From these conversations, the need for a single carbon-specific target to defer to was clear, not least to give an explicit industry distinction between ‘carbon neutral’ and ‘Net Zero’ carbon, and to tackle greenwashing in the industry. Notably, while the Standard does not deter offsetting as a valuable, voluntary initiative, should organisations choose to go above and beyond the 1.5°C aligned budgets set by the Standard, it does not permit the use of carbon offsetting to meet its carbon limits.

Crucially, for architects, the Standard stands to play a crucial role in turning what is currently a Net Zero ‘crusade’ into what is ‘normal’ or expected from a building, bringing a considerable reduction to workload; architects frequently have to develop presentations and narratives around the issue of embodied and operational carbon, to convince and persuade clients, work which is currently being duplicated across the industry.

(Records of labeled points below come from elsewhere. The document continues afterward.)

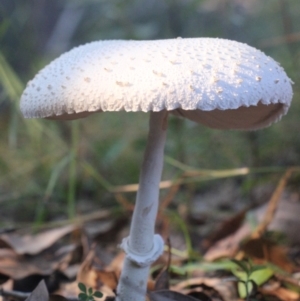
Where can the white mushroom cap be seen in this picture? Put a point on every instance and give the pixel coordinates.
(220, 83)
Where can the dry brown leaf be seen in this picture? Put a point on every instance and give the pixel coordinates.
(225, 289)
(167, 295)
(34, 244)
(281, 293)
(57, 298)
(108, 278)
(264, 250)
(86, 273)
(20, 266)
(40, 293)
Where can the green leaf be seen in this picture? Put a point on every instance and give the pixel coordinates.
(98, 294)
(259, 277)
(82, 287)
(244, 265)
(83, 297)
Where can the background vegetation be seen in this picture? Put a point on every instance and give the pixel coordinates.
(45, 164)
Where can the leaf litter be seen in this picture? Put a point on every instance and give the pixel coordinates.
(49, 265)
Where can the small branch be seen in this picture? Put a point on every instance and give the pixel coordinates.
(272, 205)
(22, 296)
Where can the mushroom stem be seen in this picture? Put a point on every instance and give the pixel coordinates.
(142, 247)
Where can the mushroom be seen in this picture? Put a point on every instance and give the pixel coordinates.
(219, 83)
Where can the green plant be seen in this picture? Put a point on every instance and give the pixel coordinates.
(88, 294)
(250, 276)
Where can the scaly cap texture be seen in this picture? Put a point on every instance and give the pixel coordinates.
(216, 82)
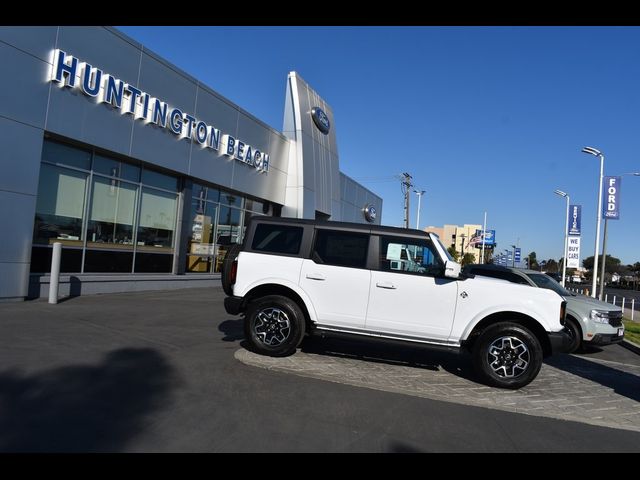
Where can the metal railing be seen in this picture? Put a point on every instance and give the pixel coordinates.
(621, 301)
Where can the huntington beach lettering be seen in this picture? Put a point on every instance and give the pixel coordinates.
(68, 71)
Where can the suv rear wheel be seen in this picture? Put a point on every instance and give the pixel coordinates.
(572, 328)
(507, 355)
(274, 325)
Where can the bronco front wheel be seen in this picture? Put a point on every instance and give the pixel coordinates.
(507, 355)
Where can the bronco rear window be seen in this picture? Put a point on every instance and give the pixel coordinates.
(273, 238)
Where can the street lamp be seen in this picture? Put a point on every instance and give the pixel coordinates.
(566, 238)
(597, 153)
(419, 193)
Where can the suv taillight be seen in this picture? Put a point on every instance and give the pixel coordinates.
(563, 312)
(234, 271)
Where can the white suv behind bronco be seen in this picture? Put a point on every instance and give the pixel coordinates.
(293, 277)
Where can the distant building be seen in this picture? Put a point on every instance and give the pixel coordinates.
(455, 235)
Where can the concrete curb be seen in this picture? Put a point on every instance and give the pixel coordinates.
(629, 345)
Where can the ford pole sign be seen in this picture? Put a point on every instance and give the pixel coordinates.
(320, 119)
(370, 213)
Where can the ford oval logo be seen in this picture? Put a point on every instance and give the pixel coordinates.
(320, 119)
(370, 213)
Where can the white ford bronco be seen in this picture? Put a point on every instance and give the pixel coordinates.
(294, 277)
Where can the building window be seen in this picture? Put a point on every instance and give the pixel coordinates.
(60, 206)
(112, 213)
(201, 247)
(157, 219)
(126, 216)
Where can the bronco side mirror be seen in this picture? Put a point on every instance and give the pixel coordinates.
(452, 269)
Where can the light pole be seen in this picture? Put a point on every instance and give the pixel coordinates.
(566, 237)
(597, 153)
(419, 193)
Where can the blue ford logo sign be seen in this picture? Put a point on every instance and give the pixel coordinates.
(370, 213)
(320, 119)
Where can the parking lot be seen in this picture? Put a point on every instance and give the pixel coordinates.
(167, 371)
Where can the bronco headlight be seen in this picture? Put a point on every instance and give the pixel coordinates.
(600, 316)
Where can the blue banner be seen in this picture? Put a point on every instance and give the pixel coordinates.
(489, 239)
(611, 196)
(575, 214)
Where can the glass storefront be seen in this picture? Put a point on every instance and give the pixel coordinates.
(116, 217)
(217, 220)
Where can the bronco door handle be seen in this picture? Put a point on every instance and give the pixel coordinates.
(315, 276)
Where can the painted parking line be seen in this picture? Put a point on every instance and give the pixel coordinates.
(568, 387)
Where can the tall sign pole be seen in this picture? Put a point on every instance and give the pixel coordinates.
(610, 210)
(406, 188)
(484, 233)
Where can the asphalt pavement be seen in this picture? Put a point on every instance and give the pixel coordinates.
(162, 372)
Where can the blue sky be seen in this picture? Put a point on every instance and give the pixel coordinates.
(484, 118)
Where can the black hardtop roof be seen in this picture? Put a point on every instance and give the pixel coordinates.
(491, 266)
(360, 227)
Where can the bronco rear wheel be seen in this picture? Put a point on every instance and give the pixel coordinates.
(274, 325)
(507, 355)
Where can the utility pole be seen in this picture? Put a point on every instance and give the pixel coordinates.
(419, 193)
(406, 189)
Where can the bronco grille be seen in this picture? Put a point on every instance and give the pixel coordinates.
(615, 319)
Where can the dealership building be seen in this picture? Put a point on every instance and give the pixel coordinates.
(142, 172)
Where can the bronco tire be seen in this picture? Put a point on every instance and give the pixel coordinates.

With the Standard firmly in place in the same way as building regulations, for example, resources could be rechannelled into finding the most innovative ways of reaching Net Zero, and excelling in other areas of the ESG agenda, such as boosting biodiversity and active travel. While the Standard would set a new bottom line, architects, developers and investors alike will inevitably look for new ways to break through this threshold and find a competitive edge.

Taking part in shaping this new industry Standard has been a fascinating, and rewarding process

As an industry-led initiative, which acts, with urgency, on the scientific warnings that have been issued, in line with the Paris Agreement, the Standard also holds the potential to pave the way for progressive policy making around carbon budgeting in construction by our new government, reducing the risk of new, untested, top-down regulations being imposed. But for this to play out, we must all acknowledge and embed it in our practice, clearly, swiftly and effectively.

Of course, as with any new benchmarking initiative, there are bound to be challenges to iron out, and new benefits to explore. The roundtable discussion we hosted explored the importance of ongoing alignment with existing national and international benchmarks, and the challenges around the validation and verification of a whole life carbon assessment, including how to delineate between occupier and developer accountability. We also discussed how to incentivise long-term thinking around creating a 2050-aligned building through financing, and how including the Standard in local authority public procurement could give it the traction it needs.

Taking part in shaping this new industry Standard has been a fascinating, and rewarding process, and we look forward to getting behind a concise and intelligible benchmark, which will create the industry-wide join up that is needed to collectively address the scale of the climate emergency we face.